Last week our big projection television lost its electronic mind and began showing pictures in strange colors, and also breaking the images into streaks and blotches, while making a noise like something inside was whirling around furiously losing pieces, and getting ready to explode. We turned it off and moved a back-up television from my office into the living room. We seldom leave the house and television is our main form of entertainment, and I didn’t really need to watch TV while working on the computer, did I?
On Sunday the microwave committed seppuku. My husband and I could see a fire blazing away through the screen that vents the works inside the oven . The fire stopped when we opened the door, so it wasn’t actually on fire, but it was sparking something fierce, and the smell of singed wiring and plastic was terrific. Whew. We removed the microwave from service.
I’ve been cooking everything on the stove all week, remembering how I prepared food for the first 20 years of my adulthood and kind of enjoying it, but there were rumblings among the tribe about the inconvenience of not having a microwave for, say, warming up cold coffee, or heating corn dogs. We had to wait 45 minutes for a chicken pot pie to be done. Oh, the humanity! Today I bought a new microwave.
The washing machine has been making an ugly grinding noise at certain parts of its cycles for months now, and the repairman who fixed our dryer last year predicted the washer would go down sometime this year. I looked at it and said, "What? It’s only ten years old!" The repairman informed us that front loading washing machines are not constructed in such a way that this particular problem can be repaired. The gears are permanently sealed inside a container that is welded shut. Bad engineering, I say, but good for re-sales, I suppose, if you think ten years is a long time for a washer to last, and have the money to get another one.
When the kids were infants I had an avocado green Kenmore washer, a top loader, that I bought at a garage sale. It soldiered on through the diaper years and beyond without complaint. I think it lasted about ten years for me – but it was several years old when I bought it. I guess they don’t make ‘em like that anymore. I cruise craigslist and VashonAll in preparation for when the day of washer doom arrives. Not yet. The noise is aggravating, but the machine still works.
Machines can go on like machines, but they do eventually wear out. It seems a little strange when several things go down at once, though. One time, years ago, something broke down and I complained of it to my husband.
"Ah," he said, "Resistentialissimus."
"Say what?" I asked.
"The hostility of machines toward human beings," he replied.

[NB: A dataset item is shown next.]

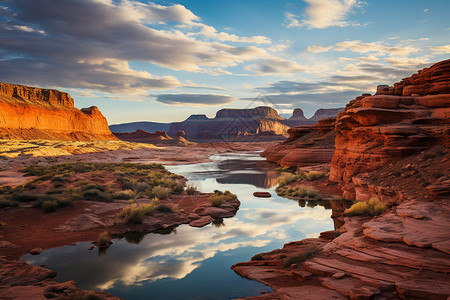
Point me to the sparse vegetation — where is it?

If you look it up online, it comes up as "resistentialism: a jocular theory in which inanimate objects display hostile desires towards human beings." Jocular to the machines, maybe.

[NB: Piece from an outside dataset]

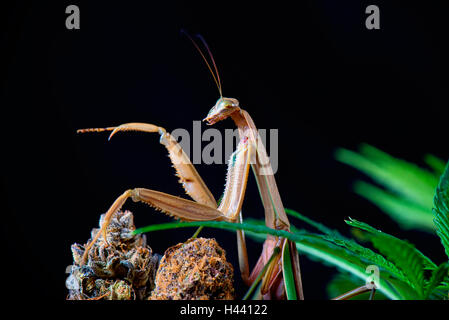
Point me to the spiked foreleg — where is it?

Once a machine stops working, whether it’s worn out or hates its human masters, there is a new problem: how to get rid of it. I went online, and told my husband, "I found out that King County has a place where we can drop off the television and the microwave."
He asked, "How far can we drop them?"
I looked at him, and he said, "I’m a guy. We want to know these things."
Last night my netbook died abruptly. A little investigation showed that it was not quite plugged in, and the battery had run down. Once I adjusted the cord and plug, it started right up again. It shook me up until I figured it out, though.
I’m starting to look at all my helpful electronic devices and wondering if they are biding their time, waiting for that perfect moment to jam, leak, blow up, break down, or catch on fire.
Eh, it’s all right. Better them than me.